Die Ankündigung der USA, vorerst keine Mittelstreckenwaffen in Deutschland zu stationieren, bietet nach Ansicht der Aktionsgemeinschaft Dienst für den Frieden (AGDF) die Chance, nun mit Russland, aber auch mit China in Verhandlungen über eine neue Rüstungskontrolle und Rüstungsbegrenzungen bei landgestützten Mittelstreckenwaffen zu treten.
"Seit 2019 gibt es keinen Abrüstungsvertrag mehr für diese Waffen", so Jan Gildemeister, der AGDFGeschäftsführer, mit Verweis auf das Auslaufen des 1987 zwischen den USA und der damaligen Sowjetunion geschlossenen INF-Vertrages, der unter anderem zum Abzug der in Westdeutschland stationierten Pershing II und Cruise Missiles führte.
Die Kampagne "Friedensfähig statt erstschlagfähig. Für ein Europa ohne Mittelstreckenwaffen!" begrüßt die Ankündigung von US-Präsident Donald Trump, keine Tomahawk-Marschflugkörper in Deutschland zu stationieren. Jetzt biete sich die Chance für Fortschritte in der Rüstungskontrolle, die Bundesregierung müsse sie nutzen, teilt die kirchliche Initiative "Ohne Rüstung Leben" in Stuttgart mit. Die Initiative ist eine von mehr als 55 Trägern der Kampagne.

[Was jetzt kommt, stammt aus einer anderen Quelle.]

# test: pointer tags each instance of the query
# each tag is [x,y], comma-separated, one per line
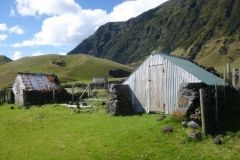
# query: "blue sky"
[38,27]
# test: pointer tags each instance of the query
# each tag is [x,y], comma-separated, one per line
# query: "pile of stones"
[119,100]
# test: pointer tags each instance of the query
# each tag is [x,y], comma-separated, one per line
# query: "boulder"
[167,129]
[194,134]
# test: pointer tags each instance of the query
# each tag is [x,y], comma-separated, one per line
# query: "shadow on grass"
[229,116]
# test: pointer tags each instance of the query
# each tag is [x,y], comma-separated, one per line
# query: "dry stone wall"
[119,100]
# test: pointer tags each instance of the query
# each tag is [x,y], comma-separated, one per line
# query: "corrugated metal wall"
[174,77]
[18,91]
[155,85]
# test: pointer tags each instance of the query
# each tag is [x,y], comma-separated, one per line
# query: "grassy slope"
[77,67]
[60,135]
[4,60]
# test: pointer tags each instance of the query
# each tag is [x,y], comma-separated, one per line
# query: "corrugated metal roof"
[39,82]
[192,68]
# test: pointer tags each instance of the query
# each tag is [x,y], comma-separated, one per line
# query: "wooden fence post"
[233,78]
[239,81]
[72,93]
[202,111]
[53,94]
[228,71]
[224,83]
[216,98]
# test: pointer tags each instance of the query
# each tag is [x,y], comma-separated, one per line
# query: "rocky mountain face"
[204,31]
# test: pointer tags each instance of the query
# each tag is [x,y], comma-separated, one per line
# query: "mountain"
[204,31]
[68,68]
[4,60]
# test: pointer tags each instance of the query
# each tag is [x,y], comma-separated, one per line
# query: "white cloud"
[3,27]
[68,24]
[3,37]
[38,53]
[16,29]
[48,7]
[133,8]
[12,12]
[62,53]
[17,55]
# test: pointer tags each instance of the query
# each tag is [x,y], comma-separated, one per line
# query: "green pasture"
[57,132]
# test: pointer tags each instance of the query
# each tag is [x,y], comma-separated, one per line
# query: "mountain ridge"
[198,30]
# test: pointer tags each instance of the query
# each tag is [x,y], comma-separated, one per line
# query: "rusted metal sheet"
[38,82]
[156,82]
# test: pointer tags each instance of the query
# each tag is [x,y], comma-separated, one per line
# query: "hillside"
[4,60]
[68,68]
[204,31]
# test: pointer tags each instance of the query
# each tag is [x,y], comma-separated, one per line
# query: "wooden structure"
[154,85]
[32,88]
[99,80]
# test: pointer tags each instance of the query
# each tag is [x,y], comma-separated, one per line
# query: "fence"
[211,102]
[232,78]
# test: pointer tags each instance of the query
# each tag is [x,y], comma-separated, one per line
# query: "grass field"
[68,68]
[52,132]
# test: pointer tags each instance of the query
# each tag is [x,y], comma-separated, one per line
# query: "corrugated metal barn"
[99,80]
[34,88]
[154,85]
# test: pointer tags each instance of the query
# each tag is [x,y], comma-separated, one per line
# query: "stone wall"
[188,98]
[120,102]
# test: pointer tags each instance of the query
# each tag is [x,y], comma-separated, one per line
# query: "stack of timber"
[120,102]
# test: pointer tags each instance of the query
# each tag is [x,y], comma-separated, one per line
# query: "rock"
[76,103]
[103,103]
[84,103]
[217,140]
[161,118]
[167,129]
[184,124]
[194,134]
[193,124]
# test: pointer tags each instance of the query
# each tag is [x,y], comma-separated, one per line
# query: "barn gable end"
[154,85]
[32,86]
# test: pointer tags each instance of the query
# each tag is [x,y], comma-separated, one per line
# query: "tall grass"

Die Pläne zur Stationierung US-amerikanischer Mittelstreckenwaffen in Deutschland waren vor rund zwei Jahren bekannt geworden. Mit seiner Ankündigung, einen Teil der US-Truppen aus Deutschland abzuziehen, hat Trump nun am vergangenen Wochenende auch die Stationierung der Waffen in Deutschland abgesagt.

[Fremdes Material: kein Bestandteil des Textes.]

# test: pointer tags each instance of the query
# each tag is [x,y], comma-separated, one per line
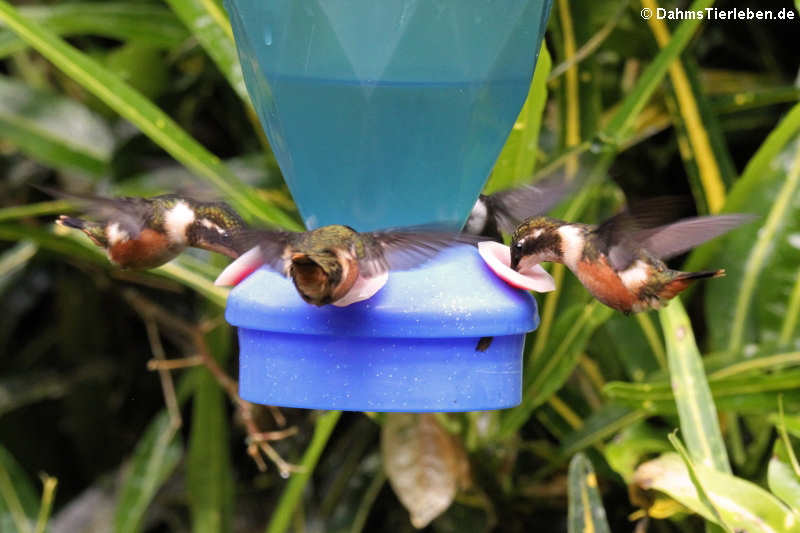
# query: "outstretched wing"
[271,244]
[674,239]
[619,232]
[407,248]
[515,205]
[216,227]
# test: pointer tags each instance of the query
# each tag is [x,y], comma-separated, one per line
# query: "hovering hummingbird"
[620,261]
[140,233]
[501,212]
[336,264]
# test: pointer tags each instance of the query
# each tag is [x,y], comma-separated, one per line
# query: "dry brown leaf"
[425,464]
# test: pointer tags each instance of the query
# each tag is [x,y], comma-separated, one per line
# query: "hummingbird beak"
[516,255]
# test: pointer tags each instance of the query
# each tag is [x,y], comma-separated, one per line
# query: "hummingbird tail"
[684,279]
[703,274]
[71,222]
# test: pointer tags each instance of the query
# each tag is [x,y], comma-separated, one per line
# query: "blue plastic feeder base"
[410,348]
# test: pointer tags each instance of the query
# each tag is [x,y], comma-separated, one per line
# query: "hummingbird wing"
[407,248]
[217,228]
[618,232]
[271,244]
[674,239]
[512,206]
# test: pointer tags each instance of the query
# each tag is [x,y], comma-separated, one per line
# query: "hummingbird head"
[536,240]
[323,277]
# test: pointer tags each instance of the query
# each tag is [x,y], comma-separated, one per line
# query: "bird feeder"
[386,114]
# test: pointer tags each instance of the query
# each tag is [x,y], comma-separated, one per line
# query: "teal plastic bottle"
[383,114]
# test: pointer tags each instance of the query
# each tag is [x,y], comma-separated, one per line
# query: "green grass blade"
[54,130]
[290,498]
[156,456]
[693,137]
[783,475]
[585,513]
[517,160]
[46,507]
[208,469]
[633,444]
[622,121]
[209,24]
[600,425]
[751,181]
[125,21]
[144,114]
[18,501]
[548,372]
[781,213]
[698,486]
[743,505]
[698,415]
[13,260]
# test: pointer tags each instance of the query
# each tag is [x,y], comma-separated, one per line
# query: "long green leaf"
[143,113]
[783,481]
[154,459]
[749,305]
[634,443]
[54,130]
[548,372]
[209,476]
[518,157]
[622,121]
[742,504]
[126,21]
[290,497]
[13,260]
[751,181]
[18,501]
[698,415]
[600,425]
[209,24]
[585,513]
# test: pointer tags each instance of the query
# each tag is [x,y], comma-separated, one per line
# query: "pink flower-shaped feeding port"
[498,257]
[250,261]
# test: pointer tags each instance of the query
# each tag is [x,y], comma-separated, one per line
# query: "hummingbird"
[501,212]
[336,264]
[141,233]
[621,261]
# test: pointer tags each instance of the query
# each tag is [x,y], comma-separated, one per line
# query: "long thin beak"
[516,256]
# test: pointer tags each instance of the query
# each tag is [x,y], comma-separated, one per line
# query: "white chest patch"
[177,220]
[571,245]
[115,234]
[477,218]
[211,225]
[635,275]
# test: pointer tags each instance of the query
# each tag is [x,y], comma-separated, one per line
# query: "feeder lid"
[453,295]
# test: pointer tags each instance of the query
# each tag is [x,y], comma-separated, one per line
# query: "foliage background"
[139,97]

Eine gute Nachricht für Europa
"Die Absage ist eine gute Nachricht für die Sicherheit in Europa", sagt Simon Bödecker, Referent von "Ohne Rüstung Leben" und Sprecher der Kampagne. "Landgestützte Mittelstreckenwaffen sind darauf ausgelegt, strategische Ziele in sehr kurzer Zeit anzugreifen. Sie wirken destabilisierend, führen zu einem Klima der ständigen Unsicherheit und hätten Deutschland zu einem potenziellen Ziel russischer Präventivschläge gemacht."
Spontane Forderungen nach der Entwicklung oder Beschaffung eigener Mittelstreckenwaffen, so Bödecker weiter, würden die bestehenden Risiken eher verschärfen als reduzieren. "Der INF-Vertrag hat in den 1980er Jahren gezeigt, dass das Verbot von Mittelstreckenwaffen einen wichtigen Beitrag zur Reduktion von Eskalationsrisiken leistet und Grundlage eines weiterführenden Dialogs sein kann. Damals war der Vertrag ein wichtiger Schritt zum Ende des Kalten Krieges."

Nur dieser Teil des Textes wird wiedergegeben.